= Elin O'Hara Slavick =

American artist and poet

elin o'Hara slavick is an interdisciplinary artist, poet, professor, curator, critic and activist. She began teaching in the department of art at the University of North Carolina at Chapel Hill in 1994, where she held the titles of distinguished term professor, associate chair and director of graduate studies. She was the Artist-in-Residence in the College of Health Sciences, UC, Irvine 2022-2025. She was the Huntington Art and Research Fellow at Caltech in 2022.

== Career ==
Slavick received a BA from Sarah Lawrence College and a MFA in photography from the School of the Art Institute of Chicago. Her work has been exhibited internationally in both solo and group exhibitions. Her published books include Bomb After Bomb: A Violent Cartography (with a forward from Howard Zinn) and After Hiroshima (with an essay by James Elkins). She was once represented by Cohen Gallery in Los Angeles.

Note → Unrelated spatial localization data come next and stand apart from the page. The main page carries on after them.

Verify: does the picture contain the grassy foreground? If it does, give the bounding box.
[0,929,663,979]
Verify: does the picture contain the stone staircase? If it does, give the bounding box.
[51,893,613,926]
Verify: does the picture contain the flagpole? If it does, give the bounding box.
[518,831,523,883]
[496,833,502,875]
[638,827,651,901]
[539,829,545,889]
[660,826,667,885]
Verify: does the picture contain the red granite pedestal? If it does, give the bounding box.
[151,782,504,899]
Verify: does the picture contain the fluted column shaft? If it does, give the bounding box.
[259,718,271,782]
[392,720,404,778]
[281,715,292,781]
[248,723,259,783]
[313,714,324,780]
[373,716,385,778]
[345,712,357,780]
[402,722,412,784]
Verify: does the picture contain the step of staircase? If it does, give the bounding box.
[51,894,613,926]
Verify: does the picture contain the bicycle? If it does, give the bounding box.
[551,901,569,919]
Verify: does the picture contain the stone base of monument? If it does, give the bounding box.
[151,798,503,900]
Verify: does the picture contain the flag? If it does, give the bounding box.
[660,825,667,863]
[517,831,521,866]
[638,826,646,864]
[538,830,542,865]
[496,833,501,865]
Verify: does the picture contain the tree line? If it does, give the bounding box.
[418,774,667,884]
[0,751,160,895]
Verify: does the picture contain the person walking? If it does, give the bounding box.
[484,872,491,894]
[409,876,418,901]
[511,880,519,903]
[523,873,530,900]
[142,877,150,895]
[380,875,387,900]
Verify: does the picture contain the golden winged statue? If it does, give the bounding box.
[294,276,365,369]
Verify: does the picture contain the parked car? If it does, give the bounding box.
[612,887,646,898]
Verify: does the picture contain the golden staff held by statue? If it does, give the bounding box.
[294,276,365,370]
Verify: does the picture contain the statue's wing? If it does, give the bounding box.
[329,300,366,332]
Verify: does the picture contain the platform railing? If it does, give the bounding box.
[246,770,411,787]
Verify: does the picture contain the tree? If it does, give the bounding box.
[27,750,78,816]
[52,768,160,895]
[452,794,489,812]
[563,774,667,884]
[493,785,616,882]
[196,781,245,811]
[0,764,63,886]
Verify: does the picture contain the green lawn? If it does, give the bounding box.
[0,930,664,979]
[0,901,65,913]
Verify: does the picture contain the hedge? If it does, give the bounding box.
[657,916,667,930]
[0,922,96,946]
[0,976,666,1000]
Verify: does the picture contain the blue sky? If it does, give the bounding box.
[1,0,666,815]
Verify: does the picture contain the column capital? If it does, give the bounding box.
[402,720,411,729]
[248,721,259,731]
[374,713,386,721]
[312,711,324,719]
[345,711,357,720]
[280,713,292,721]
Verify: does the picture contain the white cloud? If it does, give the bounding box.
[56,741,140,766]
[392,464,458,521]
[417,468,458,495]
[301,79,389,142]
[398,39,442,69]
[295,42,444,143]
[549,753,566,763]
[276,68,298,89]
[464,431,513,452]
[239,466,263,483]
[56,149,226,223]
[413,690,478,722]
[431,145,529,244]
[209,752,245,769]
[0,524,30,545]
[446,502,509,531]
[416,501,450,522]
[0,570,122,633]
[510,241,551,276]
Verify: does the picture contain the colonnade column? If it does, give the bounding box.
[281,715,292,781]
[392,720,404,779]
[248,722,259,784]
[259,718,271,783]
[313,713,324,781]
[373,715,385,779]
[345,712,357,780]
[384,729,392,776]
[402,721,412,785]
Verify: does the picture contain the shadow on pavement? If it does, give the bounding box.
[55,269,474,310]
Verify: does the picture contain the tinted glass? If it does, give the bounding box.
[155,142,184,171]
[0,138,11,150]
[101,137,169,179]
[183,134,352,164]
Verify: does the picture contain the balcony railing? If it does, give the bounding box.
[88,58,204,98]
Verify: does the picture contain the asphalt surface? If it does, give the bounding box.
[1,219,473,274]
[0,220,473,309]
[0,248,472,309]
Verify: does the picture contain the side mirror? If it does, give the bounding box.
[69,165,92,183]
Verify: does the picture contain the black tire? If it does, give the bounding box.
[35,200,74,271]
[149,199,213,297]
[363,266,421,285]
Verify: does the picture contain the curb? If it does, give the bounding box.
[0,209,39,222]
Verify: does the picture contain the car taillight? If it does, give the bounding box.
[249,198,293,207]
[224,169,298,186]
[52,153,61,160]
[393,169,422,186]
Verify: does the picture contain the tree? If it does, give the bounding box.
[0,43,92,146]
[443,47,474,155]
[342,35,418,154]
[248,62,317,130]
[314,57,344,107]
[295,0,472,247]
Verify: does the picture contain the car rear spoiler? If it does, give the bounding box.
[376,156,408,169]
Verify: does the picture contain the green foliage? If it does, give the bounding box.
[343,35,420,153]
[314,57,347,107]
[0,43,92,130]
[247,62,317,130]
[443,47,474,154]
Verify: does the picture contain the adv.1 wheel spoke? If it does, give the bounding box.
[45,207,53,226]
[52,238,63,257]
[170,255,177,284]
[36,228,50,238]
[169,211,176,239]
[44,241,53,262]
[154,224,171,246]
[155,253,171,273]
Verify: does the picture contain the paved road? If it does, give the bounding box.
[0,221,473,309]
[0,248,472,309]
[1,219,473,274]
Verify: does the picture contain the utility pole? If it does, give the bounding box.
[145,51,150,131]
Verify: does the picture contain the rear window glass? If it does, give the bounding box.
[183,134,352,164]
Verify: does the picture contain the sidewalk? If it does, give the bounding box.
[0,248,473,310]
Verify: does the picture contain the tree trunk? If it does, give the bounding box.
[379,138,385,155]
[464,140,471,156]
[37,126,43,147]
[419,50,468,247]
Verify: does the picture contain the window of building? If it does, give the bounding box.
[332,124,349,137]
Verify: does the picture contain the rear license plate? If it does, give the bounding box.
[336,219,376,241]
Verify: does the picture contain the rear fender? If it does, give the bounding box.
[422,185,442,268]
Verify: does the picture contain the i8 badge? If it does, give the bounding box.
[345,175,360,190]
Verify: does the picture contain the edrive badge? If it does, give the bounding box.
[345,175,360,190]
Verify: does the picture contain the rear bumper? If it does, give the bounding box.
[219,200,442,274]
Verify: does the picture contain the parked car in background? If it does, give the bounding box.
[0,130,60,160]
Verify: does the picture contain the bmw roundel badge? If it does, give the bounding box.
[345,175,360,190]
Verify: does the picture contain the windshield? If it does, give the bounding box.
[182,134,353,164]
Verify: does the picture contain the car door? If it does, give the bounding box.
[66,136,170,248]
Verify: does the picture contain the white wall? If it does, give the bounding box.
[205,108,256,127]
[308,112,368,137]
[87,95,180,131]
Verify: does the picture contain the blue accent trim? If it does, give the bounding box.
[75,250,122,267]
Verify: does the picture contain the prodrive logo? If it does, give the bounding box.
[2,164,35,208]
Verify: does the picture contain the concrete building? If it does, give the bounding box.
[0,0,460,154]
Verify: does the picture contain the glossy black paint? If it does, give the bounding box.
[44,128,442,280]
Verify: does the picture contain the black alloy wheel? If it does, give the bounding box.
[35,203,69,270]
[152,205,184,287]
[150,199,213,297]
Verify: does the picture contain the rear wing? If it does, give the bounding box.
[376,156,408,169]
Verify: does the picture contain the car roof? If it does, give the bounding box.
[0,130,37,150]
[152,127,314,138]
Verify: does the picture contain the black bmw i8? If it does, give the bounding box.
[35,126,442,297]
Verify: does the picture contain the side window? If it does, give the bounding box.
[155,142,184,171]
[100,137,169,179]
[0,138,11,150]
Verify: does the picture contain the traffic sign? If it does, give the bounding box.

In 2018, she has published a chapbook of Surrealist poems entitled Cameramouth (SurVision Books, Ireland.) She published Holding History In Our Hand on the 75th commemoration of Hiroshima and Nagasaki. The book was commissioned by the Peace Resource Center at Wilmington College in Ohio. A video adaptation of the book was commissioned for the 80th commemoration for the exhibition Memorializing the Hibakusha Experience at Wilmington College in 2025. Slavick collaborated with Madeleine Richardson on the film, Holding History in Our Hand.

== Personal life ==
Slavick was raised by a German mother and a nationless Catholic father, and began taking photographs as a very young child. Her parents were progressive pacifists, activists against war and hunger, greed and corruption. Slavick is married to epidemiologist David Richardson and has two children.